Con el negro dominando las escena, la intro 'The man wiht the harmonica', de Ennio Morricone, dejó paso al tema instrumental 'Palo cortao', el esquema habitual de los shows la gira, que a estas alturas goza de una madurez precisa, en la que sus protagonistas se sienten cómodos, muy en forma en una maquinaria engrasada que fue devorando el tiempo con canciones como ‘El baile de la desesperación’, ‘Zapatos de piel de caimán’, ‘Para impresionarte’, ‘Este es nuestro tiempo’ y ‘Tormentas imaginarias’. Diversión, energía y emoción a raudales.
Siguieron echando leña al fuego temas que como ‘Nada es real’, en el que Víctor lo dio todo con una cuerda rota al viento, ‘En el laberinto’, ‘Huellas’ y ‘Si hay tormenta’, tendencia que rompió el riff de yedra del maestro Lapido en ‘La noche la luna salió tarde’, una preciosidad tras la que se volvió a pisar el acelerador con la fuerza imponente de ’Otros como yo’, con su palmas marcadas del respetable, y ‘Sigue estando Dios de nuestro lado’, ambas con su carga social tan de actualidad.

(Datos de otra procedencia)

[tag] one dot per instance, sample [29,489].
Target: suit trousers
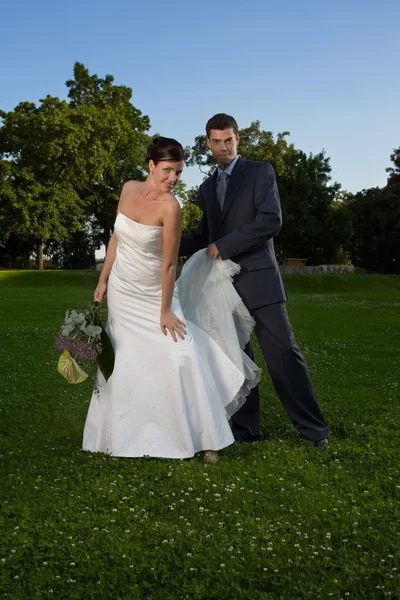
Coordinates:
[290,377]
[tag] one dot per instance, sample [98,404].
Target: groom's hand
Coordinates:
[212,251]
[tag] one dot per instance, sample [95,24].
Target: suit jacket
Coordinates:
[244,230]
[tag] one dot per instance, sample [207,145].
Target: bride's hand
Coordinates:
[100,292]
[170,322]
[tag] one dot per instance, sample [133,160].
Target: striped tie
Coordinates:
[223,178]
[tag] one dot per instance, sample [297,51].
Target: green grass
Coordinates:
[272,520]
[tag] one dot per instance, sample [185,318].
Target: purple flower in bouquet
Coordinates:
[79,349]
[83,338]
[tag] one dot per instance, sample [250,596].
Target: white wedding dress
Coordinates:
[167,399]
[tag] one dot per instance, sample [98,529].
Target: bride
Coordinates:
[179,372]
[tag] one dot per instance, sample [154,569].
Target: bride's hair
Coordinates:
[164,149]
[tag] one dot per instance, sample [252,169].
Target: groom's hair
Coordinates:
[221,121]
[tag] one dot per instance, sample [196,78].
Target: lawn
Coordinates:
[271,520]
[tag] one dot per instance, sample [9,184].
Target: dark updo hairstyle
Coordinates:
[162,149]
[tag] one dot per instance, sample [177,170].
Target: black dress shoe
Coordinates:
[324,443]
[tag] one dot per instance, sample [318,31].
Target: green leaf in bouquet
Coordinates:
[69,368]
[106,358]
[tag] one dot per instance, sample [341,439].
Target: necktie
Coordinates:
[223,178]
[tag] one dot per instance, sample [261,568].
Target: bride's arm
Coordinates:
[171,239]
[101,289]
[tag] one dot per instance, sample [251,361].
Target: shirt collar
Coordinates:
[229,168]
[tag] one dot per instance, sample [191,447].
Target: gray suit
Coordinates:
[243,232]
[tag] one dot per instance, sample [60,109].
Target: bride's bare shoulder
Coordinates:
[171,204]
[131,186]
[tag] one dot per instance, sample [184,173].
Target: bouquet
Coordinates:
[83,338]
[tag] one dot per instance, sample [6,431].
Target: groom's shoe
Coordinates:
[261,437]
[324,443]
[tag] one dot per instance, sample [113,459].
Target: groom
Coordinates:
[242,214]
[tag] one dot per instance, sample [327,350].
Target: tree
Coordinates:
[394,171]
[40,148]
[376,221]
[120,133]
[64,162]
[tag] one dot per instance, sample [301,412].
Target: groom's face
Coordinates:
[223,145]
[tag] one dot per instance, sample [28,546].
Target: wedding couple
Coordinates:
[183,361]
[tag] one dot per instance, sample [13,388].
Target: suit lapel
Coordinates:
[213,207]
[234,184]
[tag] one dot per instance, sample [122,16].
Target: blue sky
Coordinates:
[328,72]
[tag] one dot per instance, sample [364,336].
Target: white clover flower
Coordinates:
[66,330]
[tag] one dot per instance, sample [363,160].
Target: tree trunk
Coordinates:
[39,256]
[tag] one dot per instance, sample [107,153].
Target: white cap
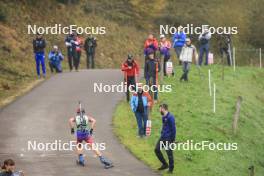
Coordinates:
[162,36]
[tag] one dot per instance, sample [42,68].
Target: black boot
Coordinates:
[163,167]
[107,163]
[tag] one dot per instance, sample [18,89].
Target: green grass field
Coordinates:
[192,106]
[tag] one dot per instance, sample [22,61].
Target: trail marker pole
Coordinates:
[214,109]
[260,61]
[209,82]
[236,115]
[234,58]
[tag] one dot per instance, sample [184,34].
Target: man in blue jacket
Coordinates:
[168,134]
[39,45]
[178,41]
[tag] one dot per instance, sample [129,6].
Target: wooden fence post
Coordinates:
[236,115]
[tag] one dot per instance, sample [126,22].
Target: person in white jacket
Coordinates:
[187,54]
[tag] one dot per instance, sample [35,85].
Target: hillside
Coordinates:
[127,24]
[192,107]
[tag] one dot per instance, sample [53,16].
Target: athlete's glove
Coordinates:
[72,130]
[91,131]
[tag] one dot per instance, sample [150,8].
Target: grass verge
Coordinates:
[191,104]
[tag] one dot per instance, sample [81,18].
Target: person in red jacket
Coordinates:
[131,70]
[150,45]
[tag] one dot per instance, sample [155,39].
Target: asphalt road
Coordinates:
[42,116]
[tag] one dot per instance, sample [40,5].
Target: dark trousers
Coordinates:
[142,118]
[185,68]
[90,60]
[150,82]
[130,80]
[160,156]
[227,53]
[178,50]
[70,57]
[165,60]
[54,67]
[76,60]
[204,49]
[40,60]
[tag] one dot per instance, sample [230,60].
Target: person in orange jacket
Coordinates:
[131,70]
[151,45]
[164,49]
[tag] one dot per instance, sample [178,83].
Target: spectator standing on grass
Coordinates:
[8,169]
[70,50]
[152,67]
[178,41]
[187,54]
[164,48]
[78,44]
[204,39]
[150,45]
[225,47]
[131,71]
[55,58]
[39,45]
[168,134]
[90,45]
[140,104]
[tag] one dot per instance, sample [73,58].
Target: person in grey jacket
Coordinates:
[204,39]
[187,54]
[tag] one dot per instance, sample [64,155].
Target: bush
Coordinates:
[2,14]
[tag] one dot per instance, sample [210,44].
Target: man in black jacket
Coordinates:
[168,135]
[39,45]
[225,47]
[90,45]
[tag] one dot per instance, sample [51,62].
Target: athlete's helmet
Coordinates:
[80,110]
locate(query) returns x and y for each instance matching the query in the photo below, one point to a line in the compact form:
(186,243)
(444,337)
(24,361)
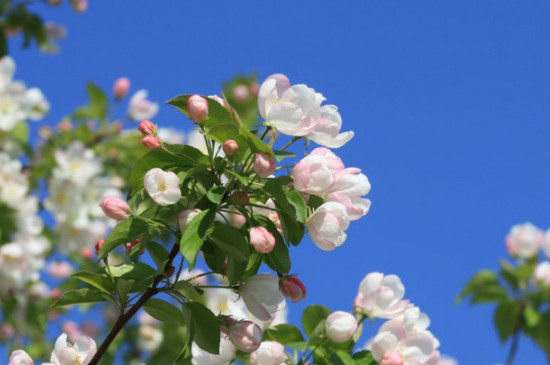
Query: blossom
(269,353)
(340,326)
(197,106)
(524,240)
(185,217)
(20,357)
(394,346)
(140,108)
(262,296)
(115,208)
(327,224)
(264,165)
(381,296)
(121,87)
(296,110)
(162,186)
(292,288)
(262,240)
(245,335)
(81,353)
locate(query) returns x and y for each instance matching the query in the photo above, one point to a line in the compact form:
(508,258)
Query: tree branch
(124,318)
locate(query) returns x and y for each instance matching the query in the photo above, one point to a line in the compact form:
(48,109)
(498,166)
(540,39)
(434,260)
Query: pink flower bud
(20,357)
(129,246)
(264,164)
(197,106)
(98,246)
(341,326)
(121,87)
(151,142)
(79,6)
(262,240)
(115,208)
(147,127)
(230,147)
(185,217)
(245,335)
(292,288)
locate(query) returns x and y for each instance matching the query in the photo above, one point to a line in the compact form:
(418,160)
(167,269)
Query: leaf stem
(125,317)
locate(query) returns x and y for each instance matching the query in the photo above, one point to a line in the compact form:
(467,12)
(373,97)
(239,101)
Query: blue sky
(449,101)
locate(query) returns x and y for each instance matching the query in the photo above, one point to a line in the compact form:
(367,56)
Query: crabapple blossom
(140,108)
(296,110)
(340,326)
(262,240)
(151,142)
(64,353)
(524,240)
(197,106)
(147,127)
(292,288)
(185,217)
(327,224)
(230,147)
(115,208)
(380,296)
(262,296)
(20,357)
(269,353)
(394,346)
(162,186)
(245,335)
(264,165)
(121,87)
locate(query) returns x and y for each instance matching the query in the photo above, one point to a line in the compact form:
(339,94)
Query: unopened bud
(292,288)
(197,106)
(121,87)
(230,147)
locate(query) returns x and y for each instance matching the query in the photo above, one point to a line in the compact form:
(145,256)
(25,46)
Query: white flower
(327,224)
(66,354)
(140,108)
(262,296)
(381,296)
(162,186)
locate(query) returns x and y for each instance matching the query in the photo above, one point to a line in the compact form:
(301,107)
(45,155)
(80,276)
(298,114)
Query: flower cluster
(75,189)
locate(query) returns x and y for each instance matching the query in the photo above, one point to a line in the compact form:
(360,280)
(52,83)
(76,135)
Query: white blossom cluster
(24,255)
(75,189)
(17,103)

Los himnos se sucedían y el público cantaba, se dejaba arrastrar y vibraba, se entregaba al deleite del concierto con el que mucho soñaron, los que ya vivieron alguno y los que llegaron tarde. ‘El cielo está de color vino’, fue la siguiente canción y luego otro enérgico arranque de guitarra anunciaba ‘La Torre de la Vela’. A todo pulmón se cantó ’La calle de viento’, tras la que llegó un fundido a negro.
De nuevo la calma y en el silencio emergía la guitarra acústica de Lapido. Tejía notas para dibujar la versión lenta de aquel último concierto del 96 de ‘La canción del espantapájaros’, emocionante en la voz de José Antonio, que sin signos de flaqueza continuó con ‘Esta noche’, rebosante de significado con lo vivido en ese momento. El final más apoteósico posible llegó con el retrato fiel a la pasada centuria ‘Qué fue del siglo XX’ y la multicoreada ‘La vida que mala es’. Mala, muy mala, pero que a veces deja un resquicio por el que la música transciende lo físico y corpóreo y permite sentir por tiempo limitado la eternidad.